La morte violenta e imprevista di un capo di stato è sempre un test delicatissimo, per qualsiasi paese. Se poi parliamo di un paese come l’Iran e di un contesto esplosivo come quello del Medio Oriente dopo il 7 ottobre, allora è inevitabile che la tensione raggiunga i massimi livelli.
La morte in un incidente di elicottero del presidente iraniano Ebrahim Raisi e del suo ministro degli esteri Hossein Amir-Abdollahian è un evento che crea una crisi nella crisi, in un momento segnato dalla guerra e da pericolose rivalità.
Anche se le circostanze della morte di Raisi sono propizie a qualsiasi teoria del complotto, fino a prova contraria si è trattato di un incidente dovuto alle cattive condizioni meteorologiche. Il presidente, tra l’altro, viaggiava a bordo di un elicottero di fabbricazione statunitense che aveva più di cinquant’anni di vita. Nelle comunicazioni ufficiali e negli elementi che sono emersi finora non c’è nulla che faccia pensare a un attentato.
Ma trattandosi di un paese che appena cinque settimane fa si è scontrato direttamente con Israele, è scontato che questo sospetto circolerà. Le insinuazioni sono partite ancora prima della conferma del decesso di Raisi.
Per avere la misura dell’importanza politica di Raisi bisogna tenere presenti le complessità del sistema teocratico che governa l’Iran, dove il presidente eletto non è il numero uno del paese, ruolo che spetta invece alla Guida della rivoluzione, attualmente l’ayatollah Ali Khamenei, capo supremo dell’Iran. Il presidente guida lo stato, ma la sua autorità è limitata e deve fare riferimento alla Guida suprema per le questioni più importanti, compresa la sicurezza nazionale.

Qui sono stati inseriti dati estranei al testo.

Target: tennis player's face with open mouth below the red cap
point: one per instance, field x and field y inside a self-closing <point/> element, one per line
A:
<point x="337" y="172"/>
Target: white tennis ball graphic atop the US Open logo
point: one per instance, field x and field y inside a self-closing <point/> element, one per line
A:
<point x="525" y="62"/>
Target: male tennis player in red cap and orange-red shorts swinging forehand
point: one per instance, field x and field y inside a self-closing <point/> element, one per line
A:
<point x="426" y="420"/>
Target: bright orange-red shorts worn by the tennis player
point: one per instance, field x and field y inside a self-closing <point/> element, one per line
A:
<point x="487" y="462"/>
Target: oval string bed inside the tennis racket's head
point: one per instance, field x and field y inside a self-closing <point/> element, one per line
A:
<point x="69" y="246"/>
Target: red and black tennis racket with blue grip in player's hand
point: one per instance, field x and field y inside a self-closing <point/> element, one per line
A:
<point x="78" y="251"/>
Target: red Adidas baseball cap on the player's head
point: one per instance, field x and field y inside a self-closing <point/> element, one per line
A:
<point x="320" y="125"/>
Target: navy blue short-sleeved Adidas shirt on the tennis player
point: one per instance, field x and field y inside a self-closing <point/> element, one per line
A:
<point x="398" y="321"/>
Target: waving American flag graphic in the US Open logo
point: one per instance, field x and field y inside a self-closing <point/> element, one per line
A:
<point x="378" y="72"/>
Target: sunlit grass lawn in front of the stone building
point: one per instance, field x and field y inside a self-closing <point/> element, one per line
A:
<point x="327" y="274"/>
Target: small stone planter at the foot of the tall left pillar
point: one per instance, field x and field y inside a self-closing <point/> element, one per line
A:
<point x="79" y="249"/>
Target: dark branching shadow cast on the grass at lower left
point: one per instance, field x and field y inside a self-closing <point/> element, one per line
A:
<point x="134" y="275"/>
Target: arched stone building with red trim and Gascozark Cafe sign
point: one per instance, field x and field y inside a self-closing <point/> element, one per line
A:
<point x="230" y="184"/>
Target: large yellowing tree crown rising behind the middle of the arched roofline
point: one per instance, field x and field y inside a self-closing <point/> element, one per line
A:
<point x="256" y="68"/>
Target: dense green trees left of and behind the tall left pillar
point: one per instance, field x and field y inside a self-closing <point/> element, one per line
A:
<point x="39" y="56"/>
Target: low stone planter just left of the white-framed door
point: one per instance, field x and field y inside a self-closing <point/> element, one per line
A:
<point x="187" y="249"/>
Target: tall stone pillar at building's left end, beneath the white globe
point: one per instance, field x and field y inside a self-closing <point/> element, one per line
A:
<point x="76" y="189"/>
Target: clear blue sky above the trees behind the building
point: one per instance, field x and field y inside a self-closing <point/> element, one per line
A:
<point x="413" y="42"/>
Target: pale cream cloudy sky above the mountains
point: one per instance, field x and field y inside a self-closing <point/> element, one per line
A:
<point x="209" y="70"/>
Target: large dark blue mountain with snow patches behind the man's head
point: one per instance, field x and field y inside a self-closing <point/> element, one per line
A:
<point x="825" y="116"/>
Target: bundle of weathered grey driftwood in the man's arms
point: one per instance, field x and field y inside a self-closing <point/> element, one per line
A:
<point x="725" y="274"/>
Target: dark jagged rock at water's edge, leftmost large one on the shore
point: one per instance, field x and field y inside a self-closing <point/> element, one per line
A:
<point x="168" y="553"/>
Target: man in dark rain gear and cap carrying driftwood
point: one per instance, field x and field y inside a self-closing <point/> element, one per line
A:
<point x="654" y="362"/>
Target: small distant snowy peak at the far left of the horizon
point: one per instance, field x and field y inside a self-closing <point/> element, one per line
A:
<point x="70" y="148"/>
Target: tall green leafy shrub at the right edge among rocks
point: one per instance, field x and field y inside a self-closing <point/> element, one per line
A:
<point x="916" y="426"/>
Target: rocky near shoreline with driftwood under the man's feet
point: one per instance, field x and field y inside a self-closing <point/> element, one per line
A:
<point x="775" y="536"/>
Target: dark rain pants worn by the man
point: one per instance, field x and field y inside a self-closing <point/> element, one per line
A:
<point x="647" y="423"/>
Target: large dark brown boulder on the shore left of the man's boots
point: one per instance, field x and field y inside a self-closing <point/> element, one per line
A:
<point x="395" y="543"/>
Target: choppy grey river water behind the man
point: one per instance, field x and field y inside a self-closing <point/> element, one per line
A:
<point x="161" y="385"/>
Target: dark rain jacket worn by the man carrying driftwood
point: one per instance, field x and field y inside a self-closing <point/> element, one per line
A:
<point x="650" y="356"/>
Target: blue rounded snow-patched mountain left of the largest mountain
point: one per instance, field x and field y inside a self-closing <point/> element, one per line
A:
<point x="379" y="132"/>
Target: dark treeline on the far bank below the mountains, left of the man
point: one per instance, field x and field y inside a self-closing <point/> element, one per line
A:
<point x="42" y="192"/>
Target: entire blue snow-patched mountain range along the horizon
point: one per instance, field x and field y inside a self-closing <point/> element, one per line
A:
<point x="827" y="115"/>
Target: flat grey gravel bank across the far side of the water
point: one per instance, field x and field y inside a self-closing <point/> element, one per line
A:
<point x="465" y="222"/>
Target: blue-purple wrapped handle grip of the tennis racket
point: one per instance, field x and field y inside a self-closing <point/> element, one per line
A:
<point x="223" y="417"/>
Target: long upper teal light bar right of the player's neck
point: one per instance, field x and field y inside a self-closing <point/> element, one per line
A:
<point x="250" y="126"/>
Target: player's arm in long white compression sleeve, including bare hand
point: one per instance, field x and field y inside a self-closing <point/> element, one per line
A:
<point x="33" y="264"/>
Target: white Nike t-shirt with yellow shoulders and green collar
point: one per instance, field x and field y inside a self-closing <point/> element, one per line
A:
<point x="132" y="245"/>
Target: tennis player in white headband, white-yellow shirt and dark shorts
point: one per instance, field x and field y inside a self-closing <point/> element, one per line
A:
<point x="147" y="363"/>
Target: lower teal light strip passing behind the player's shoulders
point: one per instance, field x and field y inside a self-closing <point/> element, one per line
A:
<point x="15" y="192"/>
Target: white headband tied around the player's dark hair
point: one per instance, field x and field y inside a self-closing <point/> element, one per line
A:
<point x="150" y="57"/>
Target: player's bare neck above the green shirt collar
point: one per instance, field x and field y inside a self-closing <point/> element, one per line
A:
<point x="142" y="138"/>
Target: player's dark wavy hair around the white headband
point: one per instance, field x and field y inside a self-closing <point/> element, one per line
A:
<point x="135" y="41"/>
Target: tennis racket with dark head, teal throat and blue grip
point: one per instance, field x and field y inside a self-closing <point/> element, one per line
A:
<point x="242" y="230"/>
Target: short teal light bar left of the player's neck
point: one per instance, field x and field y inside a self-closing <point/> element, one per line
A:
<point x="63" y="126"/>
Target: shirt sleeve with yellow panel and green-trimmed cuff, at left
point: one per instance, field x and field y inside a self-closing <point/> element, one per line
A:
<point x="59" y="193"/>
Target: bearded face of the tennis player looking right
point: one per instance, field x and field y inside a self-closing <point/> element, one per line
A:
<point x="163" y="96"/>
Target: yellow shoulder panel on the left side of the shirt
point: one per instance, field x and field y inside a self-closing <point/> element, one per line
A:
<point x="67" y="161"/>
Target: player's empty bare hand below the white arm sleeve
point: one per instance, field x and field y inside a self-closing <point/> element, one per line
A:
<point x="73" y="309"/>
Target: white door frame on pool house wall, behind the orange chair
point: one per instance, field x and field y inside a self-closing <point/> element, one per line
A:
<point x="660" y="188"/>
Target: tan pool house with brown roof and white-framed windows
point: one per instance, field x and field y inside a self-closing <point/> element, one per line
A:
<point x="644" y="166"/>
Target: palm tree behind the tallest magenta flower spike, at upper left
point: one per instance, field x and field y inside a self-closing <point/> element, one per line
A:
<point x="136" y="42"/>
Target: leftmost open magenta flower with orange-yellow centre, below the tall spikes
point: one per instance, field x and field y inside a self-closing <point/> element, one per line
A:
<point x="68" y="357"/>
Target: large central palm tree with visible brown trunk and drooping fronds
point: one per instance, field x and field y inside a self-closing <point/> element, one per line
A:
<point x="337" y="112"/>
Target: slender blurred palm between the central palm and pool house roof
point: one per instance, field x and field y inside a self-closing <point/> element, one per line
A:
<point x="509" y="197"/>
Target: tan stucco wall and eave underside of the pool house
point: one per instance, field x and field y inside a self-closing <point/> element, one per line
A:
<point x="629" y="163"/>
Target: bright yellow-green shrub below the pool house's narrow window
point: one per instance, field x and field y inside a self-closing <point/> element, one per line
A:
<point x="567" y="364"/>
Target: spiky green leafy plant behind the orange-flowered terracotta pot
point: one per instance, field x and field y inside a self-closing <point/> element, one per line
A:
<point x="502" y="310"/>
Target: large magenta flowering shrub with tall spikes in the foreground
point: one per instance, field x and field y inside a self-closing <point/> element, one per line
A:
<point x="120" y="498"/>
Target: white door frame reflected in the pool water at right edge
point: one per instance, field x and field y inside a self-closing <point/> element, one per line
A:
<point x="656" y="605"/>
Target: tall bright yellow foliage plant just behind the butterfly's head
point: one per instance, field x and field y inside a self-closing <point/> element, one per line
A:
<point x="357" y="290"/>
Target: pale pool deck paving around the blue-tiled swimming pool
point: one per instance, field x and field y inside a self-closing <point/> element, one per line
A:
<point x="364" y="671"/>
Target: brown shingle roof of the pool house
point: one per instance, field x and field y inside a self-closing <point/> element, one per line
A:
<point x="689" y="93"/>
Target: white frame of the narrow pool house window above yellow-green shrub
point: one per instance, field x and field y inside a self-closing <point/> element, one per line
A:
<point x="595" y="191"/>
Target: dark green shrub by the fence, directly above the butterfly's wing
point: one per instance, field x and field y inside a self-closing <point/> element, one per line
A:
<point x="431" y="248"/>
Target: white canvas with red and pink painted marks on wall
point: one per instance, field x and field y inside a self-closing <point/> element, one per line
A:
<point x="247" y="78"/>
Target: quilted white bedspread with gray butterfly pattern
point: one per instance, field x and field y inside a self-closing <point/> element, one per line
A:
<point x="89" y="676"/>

Ciò non toglie che la morte di Raisi spinga l’Iran verso l’ignoto. Il presidente, infatti, era considerato il favorito per sostituire la Guida suprema dopo la morte, in un complicato processo di successione. Considerando che Ali Khamenei ha 85 anni e una salute fragile, la questione del suo successore ossessiona il paese da anni.
Raisi, 63 anni, apparteneva all’ala intransigente del regime. Nel 2021 aveva preso il posto di Hassan Rohani, considerato un riformista (anche se questi termini vanno utilizzati con precauzione, in Iran). La scelta del prossimo capo dello stato appare particolarmente delicata alla luce di questo contesto in cui incombe una successione al livello più alto.
Lo schianto dell’elicottero di Raisi fa sprofondare la regione nell’imprevedibilità. L’Iran, infatti, è un elemento chiave dell’equazione regionale in quanto controlla diverse forze coinvolte nelle guerre attuali, dagli huthi nello Yemen a Hezbollah in Libano. Inoltre Teheran sostiene il movimento palestinese Hamas, anche se i legami storici non sono gli stessi.
In questo momento esiste un doppio rischio: quello dell’instabilità e quello dell’escalation, in uno scenario segnato dal dubbio e dalla paura. La gestione diplomatica e politica dei prossimi giorni sarà determinante.
Infine non possiamo dimenticare la situazione interna in Iran, dove la repressione feroce del movimento delle donne ha prodotto centinaia di vittime e condanne a morte. Anche in questo caso il rischio maggiore è quello di un inasprimento da parte di un regime che ha perso il controllo di parte dei giovani. In ballo c’è la sopravvivenza dell’autorità, e la scomparsa del presidente rende tutto più fragile.